Many players feel their reports go unnoticed, and this isn’t your fault, nor is it theirs. But ensuring every player’s voice is heard is complex, with so many messages to sift through. It would help if you empowered your support team to take as many reports as they can seriously. Otherwise, your players might stop playing.
✔️ Encourage your player support team to investigate reports of harassment to ensure your players feel heard.

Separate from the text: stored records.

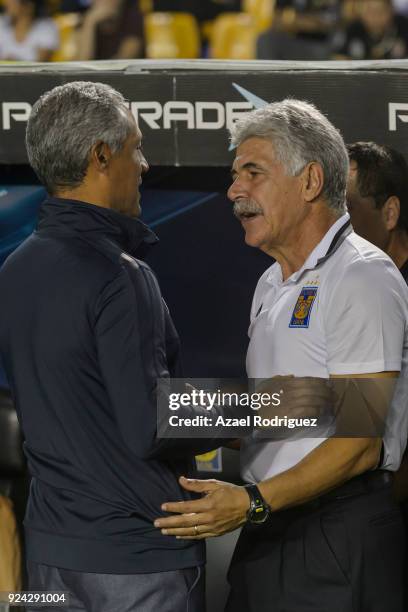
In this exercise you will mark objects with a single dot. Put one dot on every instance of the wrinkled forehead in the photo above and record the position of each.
(254, 150)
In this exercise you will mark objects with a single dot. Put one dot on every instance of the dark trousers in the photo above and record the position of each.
(332, 555)
(174, 591)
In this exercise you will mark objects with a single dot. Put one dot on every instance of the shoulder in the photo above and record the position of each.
(361, 269)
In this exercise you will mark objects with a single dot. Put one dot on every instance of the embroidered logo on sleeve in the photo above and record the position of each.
(303, 307)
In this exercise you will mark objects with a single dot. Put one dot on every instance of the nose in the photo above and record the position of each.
(235, 190)
(144, 165)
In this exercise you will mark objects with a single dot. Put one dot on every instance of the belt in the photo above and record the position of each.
(365, 483)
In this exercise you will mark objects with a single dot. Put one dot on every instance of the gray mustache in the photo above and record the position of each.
(242, 207)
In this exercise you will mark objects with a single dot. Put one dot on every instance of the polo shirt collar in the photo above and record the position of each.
(322, 251)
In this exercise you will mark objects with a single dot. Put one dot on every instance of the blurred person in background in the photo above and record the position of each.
(74, 6)
(401, 6)
(203, 10)
(26, 34)
(379, 33)
(112, 29)
(300, 30)
(377, 199)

Game masters are an old institution, but they’re still a great way of connecting to your player base. As well as helping those who are having a difficult time with parts of the game, they may be present to witness and report toxic behavior.
✔️ Implement game masters to monitor in-game behavior and report any harassment they witness.
Ticket flagging should already be part of your support system. Even so, it’s worth including a flag for harassment. Ticket flagging helps specific tickets reach the right people, so those helping with technical issues, for example, will go to technical support. Similarly, tickets flagged with in-game behavior will reach those who can investigate the reports thoroughly.
✔️ Dedicate a subset of your support team to handle harassment-related tickets. In doing so, these reports won’t get swallowed by others, and your team can deal with them accordingly.
As per Unity’s Toxicity in Multiplayer Games report, 44% of multiplayer gamers think players who exhibit toxic behaviour should be suspended. While using player support to curb this behaviour is more antidote than cure, it can go a long way.
First, you have to figure out why your players are displaying such behaviour in the first place. Doing so starts with your community and building the foundations for a healthy gaming experience directly into the game — including your player support. In proactively considering the gaming community before your game’s release, you’ll already have a stable position to deal with issues later.
And supporting your players with expert player support is a good starting point.